This repo contains sample code for training deep learning pipelines on multimodal data containing missing and misaligned samples, noisy artifacts and data with variable sampling rates and timing errors, intended for complex event processing. We have benchmarked the pipeline on complex activity recognition using the Cooking Activity Recognition Dataset. [Paper] [Slides] [Presentation Video]

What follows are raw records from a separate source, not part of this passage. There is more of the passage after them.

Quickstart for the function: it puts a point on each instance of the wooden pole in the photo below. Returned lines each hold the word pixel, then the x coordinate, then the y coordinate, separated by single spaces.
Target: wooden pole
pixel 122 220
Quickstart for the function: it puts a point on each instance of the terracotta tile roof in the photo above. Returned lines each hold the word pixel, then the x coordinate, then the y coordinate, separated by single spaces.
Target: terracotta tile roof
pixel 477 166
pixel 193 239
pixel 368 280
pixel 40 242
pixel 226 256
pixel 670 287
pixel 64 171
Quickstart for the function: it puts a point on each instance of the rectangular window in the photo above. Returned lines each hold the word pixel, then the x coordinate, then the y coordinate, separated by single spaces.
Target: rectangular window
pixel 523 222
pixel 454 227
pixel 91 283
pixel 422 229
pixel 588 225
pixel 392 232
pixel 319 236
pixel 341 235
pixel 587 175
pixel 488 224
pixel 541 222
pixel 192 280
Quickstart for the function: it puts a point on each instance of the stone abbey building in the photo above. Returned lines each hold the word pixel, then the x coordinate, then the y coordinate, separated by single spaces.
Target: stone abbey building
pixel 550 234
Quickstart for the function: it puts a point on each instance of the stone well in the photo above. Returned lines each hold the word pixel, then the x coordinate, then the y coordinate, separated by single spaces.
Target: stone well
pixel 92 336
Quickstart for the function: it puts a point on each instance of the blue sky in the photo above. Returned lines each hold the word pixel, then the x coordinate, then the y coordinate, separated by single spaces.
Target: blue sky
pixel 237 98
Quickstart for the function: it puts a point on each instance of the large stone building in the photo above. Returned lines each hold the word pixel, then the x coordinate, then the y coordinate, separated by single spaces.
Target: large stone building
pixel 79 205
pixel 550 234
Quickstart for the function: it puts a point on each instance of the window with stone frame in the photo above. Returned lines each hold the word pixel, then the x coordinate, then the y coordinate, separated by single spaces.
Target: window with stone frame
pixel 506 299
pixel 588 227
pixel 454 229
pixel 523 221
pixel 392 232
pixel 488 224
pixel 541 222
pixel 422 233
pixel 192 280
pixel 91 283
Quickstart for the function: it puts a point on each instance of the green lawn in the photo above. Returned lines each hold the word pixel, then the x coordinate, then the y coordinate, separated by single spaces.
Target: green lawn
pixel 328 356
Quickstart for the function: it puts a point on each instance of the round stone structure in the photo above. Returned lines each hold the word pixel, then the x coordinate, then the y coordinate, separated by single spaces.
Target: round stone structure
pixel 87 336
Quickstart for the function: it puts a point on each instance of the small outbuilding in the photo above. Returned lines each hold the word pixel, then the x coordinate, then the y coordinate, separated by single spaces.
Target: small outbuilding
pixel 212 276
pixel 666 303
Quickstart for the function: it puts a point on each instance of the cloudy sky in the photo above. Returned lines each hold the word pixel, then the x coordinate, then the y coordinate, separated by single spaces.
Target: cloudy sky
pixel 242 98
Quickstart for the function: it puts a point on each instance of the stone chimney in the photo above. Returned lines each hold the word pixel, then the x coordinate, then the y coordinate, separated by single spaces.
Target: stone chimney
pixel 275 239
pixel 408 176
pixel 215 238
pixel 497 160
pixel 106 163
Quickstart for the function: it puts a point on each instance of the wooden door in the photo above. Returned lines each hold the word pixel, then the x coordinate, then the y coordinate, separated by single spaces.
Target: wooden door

The proposed training pipeline stood 3rd in the Cooking Activity Recognition Challenge out of 78 teams and was awarded the 2020 IEEE Lance Stafford Larson Student Award by IEEE Computer Society.

Summary

Complex activity recognition using multiple on-body sensors is challenging due to missing samples, misaligned data times tamps across sensors, and variations in sampling rates. In this paper, we introduce a robust training pipeline that handles sampling rate variability, missing data, and misaligned data time stamps using intelligent data augmentation techniques. Specifically, we use controlled jitter in window length and add artificial misalignments in data timestamps between sensors, along with masking representations of missing data. We evaluate our pipeline on the Cooking Activity Dataset with Macro and Micro Activities, benchmarking the performance of deep convolutional bidirectional long short-term memory (DCBL) classifier. In our evaluations, DCBL achieves test accuracies of 88% and 72%, respectively, for macro- and micro-activity classifications, exceeding performance over state-of-the-art vanilla activity classifiers.

Device_Image

Data Details

For raw dataset usage guide for the data used for benchmarking, please visit the Cooking Activity Recognition Challenge website.

Code and Usage

  1. Requirements: The Jupyter notebooks used to train the models require Keras with Tensorflow backend and Scikit-learn. The notebook with training process are provided.
  2. Macro Classifier: The notebooks training macro classifiers are Macro_Activity_Masking_Classifier.ipynb and Macro_Activity_Without_Masking_Classifier.ipynb.
  3. Micro Classifier: The notebooks training micro classifiers are Micro_Activity_Masking_Classifier.ipynb and Micro_Activity_Without_Masking_Classifier.ipynb.
  4. Overall Pipelines: The overall pipeline fusing macro and micro classifiers using weighted decision fusion is available with the name Final_Pipeline.ipynb.
  5. Data and pre-trained checkpoints: The data and pre-trained checkpoints of classifiers are available in the repo. The path used in Final_Pipeline.ipynb for the classifier is directed to the trained checkpoints.

Citation

Please cite this as:

Saha S.S., Sandha S.S., Srivastava M. (2021) Deep Convolutional Bidirectional LSTM for Complex Activity Recognition with Missing Data. In: Ahad M.A.R., Lago P., Inoue S. (eds) Human Activity Recognition Challenge. Smart Innovation, Systems and Technologies, vol 199. Springer, Singapore. https://doi.org/10.1007/978-981-15-8269-1_4

@Inbook{Saha2021,
author="Saha, Swapnil Sayan
and Sandha, Sandeep Singh
and Srivastava, Mani",
editor="Ahad, Md Atiqur Rahman
and Lago, Paula
and Inoue, Sozo",
title="Deep Convolutional Bidirectional LSTM for Complex Activity Recognition with Missing Data",
bookTitle="Human Activity Recognition Challenge",
year="2021",
publisher="Springer Singapore",
address="Singapore",
pages="39--53",
isbn="978-981-15-8269-1",
doi="10.1007/978-981-15-8269-1_4",
url="https://doi.org/10.1007/978-981-15-8269-1_4"
}